4 is a bit more complex, but the same logic applies.

Conclusion

PHP offers comprehensive autoglobals to access external data sent with each request. These variables do not expose all the possibilities allowed by the HTTP protocol, but a controlled use can in practice minimize the impact of this limitation.

Two problems are particularly troublesome:

lack of access to multi-valued keys without using a special syntax,
complexity of the magic bracketed syntax.

Until PHP natively provides another interface freed from these problems, a different interface in user space can circumvent them.

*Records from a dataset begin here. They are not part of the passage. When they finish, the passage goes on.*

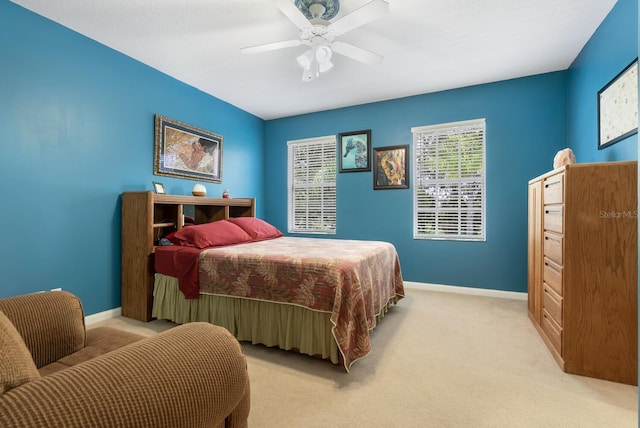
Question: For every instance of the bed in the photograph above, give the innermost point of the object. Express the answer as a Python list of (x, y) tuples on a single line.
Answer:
[(320, 297)]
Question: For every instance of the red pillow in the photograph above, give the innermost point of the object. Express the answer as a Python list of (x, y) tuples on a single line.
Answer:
[(259, 230), (215, 234)]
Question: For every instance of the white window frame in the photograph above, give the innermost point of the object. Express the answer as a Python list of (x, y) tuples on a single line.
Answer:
[(325, 222), (439, 209)]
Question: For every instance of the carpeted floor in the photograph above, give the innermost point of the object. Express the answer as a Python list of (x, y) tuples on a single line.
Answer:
[(438, 360)]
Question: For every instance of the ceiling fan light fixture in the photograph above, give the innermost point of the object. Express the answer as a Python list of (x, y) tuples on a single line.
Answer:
[(323, 54), (306, 59), (318, 9)]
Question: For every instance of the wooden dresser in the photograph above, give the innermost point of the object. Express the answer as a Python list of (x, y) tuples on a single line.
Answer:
[(146, 217), (583, 268)]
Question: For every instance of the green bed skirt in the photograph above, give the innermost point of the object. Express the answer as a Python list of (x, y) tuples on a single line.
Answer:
[(288, 327)]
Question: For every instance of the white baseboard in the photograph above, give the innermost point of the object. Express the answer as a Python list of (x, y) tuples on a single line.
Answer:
[(102, 316), (466, 290)]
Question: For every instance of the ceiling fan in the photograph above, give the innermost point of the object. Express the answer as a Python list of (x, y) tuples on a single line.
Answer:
[(312, 19)]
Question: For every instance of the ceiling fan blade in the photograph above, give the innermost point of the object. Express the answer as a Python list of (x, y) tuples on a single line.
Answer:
[(271, 46), (362, 55), (293, 13), (361, 16)]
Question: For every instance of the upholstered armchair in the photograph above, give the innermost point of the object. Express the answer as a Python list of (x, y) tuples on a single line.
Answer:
[(56, 373)]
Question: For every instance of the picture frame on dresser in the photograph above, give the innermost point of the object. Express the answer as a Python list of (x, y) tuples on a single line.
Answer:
[(186, 151), (618, 107)]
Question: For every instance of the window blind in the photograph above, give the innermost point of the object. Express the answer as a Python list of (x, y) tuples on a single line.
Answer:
[(449, 181), (312, 185)]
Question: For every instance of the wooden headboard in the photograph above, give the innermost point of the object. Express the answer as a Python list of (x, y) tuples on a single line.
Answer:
[(146, 217)]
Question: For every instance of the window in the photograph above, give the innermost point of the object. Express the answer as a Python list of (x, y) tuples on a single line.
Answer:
[(449, 181), (312, 185)]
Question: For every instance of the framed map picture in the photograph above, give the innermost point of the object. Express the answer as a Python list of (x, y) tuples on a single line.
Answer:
[(185, 151), (618, 107)]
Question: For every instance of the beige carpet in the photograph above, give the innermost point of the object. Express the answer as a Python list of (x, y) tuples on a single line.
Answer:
[(438, 360)]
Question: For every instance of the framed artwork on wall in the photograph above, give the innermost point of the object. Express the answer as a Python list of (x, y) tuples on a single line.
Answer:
[(185, 151), (354, 150), (391, 167), (618, 107)]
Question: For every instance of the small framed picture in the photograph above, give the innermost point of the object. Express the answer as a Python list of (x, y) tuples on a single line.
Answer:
[(391, 167), (618, 107), (354, 150), (158, 188)]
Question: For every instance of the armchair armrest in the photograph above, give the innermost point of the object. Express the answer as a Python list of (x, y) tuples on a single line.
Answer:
[(194, 375), (51, 323)]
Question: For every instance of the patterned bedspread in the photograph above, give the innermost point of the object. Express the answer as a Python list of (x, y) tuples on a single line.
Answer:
[(352, 280)]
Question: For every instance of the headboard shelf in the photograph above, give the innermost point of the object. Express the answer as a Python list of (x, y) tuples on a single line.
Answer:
[(147, 217)]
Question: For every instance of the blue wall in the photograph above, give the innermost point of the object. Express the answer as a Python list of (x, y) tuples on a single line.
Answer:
[(528, 121), (526, 126), (612, 47), (77, 122)]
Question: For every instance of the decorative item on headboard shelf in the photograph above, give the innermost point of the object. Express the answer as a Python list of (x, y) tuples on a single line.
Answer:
[(199, 190)]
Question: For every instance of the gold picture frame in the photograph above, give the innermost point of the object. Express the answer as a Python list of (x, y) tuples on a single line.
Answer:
[(391, 167), (185, 151), (618, 107)]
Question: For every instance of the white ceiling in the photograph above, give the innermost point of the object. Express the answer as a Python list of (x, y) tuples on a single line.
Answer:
[(428, 46)]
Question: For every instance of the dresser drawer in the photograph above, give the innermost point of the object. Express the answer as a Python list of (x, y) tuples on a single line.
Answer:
[(552, 331), (552, 247), (552, 276), (552, 218), (552, 303), (553, 190)]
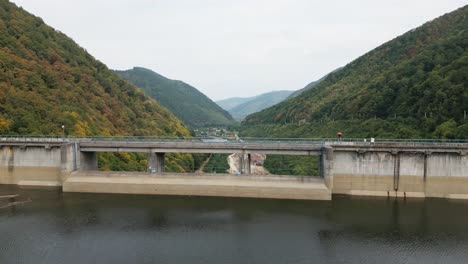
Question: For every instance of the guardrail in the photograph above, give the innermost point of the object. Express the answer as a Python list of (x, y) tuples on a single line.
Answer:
[(32, 139)]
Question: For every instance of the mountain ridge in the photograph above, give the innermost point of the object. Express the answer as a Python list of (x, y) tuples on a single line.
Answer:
[(241, 107), (417, 82), (189, 104)]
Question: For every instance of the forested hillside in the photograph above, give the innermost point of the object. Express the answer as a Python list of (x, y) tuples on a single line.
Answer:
[(47, 80), (413, 86), (185, 101)]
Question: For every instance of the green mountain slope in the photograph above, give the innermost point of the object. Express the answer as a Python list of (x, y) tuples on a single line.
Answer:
[(413, 86), (186, 102), (310, 85), (258, 103), (47, 80)]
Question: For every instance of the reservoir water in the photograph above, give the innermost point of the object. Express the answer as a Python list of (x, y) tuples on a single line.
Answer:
[(58, 227)]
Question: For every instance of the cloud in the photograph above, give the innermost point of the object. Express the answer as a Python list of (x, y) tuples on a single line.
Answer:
[(235, 48)]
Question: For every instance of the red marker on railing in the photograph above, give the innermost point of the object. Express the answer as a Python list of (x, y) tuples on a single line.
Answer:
[(340, 135)]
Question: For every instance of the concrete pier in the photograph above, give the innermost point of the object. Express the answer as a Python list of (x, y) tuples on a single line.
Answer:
[(155, 162)]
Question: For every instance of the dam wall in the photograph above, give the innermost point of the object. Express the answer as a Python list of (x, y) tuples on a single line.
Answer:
[(401, 174), (351, 168), (37, 165)]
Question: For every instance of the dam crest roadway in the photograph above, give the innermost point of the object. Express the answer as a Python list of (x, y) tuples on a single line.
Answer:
[(393, 168)]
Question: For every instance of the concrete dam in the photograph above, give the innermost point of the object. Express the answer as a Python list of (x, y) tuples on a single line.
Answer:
[(394, 169)]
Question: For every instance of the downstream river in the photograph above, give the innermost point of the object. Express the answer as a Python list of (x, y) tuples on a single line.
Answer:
[(68, 228)]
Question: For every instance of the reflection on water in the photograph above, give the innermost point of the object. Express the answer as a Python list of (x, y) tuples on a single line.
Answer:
[(101, 228)]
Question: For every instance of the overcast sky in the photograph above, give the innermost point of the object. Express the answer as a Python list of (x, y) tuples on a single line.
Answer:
[(235, 48)]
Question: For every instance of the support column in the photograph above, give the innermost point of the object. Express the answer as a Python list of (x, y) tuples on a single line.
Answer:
[(155, 162), (159, 162), (88, 161), (246, 160), (326, 166)]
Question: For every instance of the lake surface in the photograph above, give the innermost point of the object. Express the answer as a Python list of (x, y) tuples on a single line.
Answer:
[(58, 227)]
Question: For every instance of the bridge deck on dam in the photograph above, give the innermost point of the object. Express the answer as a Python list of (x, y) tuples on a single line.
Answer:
[(280, 187)]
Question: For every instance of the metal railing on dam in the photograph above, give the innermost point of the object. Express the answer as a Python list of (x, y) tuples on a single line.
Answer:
[(245, 140)]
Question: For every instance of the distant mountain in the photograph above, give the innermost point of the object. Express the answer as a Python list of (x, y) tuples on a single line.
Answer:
[(241, 107), (310, 85), (232, 102), (186, 102), (47, 80), (415, 85)]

How to get the HTTP request in PHP?

5 Ways to Make HTTP Requests in PHP.

PHP's HTTP/s stream wrapper..

PHP's cURL extension..

GuzzleHttp..

Httpful..

Symfony's HTTP client..

How to get HTTP request header in PHP?

Receiving the request header, the web server will send an HTTP response header back to the client. Read any request header: It can be achieved by using getallheaders() function. Example 2: It can be achieved by using apache_request_headers() function.

How to check post request in PHP?

PHP POST request php $name = $_POST['name']; if ($name == null) { $name = 'guest'; } $message = $_POST['message']; if ($message == null) { $message = 'hello there'; } echo "$name says: $message"; The example retrieves the name and message parameters from the $_POST variable. We start the server.

How to check server request method in PHP?

To check the request method you may use the $_SERVER['REQUEST_METHOD'] variable, the $_SERVER is a PHP superglobal that is available to you at any time, even inside functions and classes. To use the REQUEST_METHOD variable you could just echo its contents, but it is probably more useful in a switch or if statement.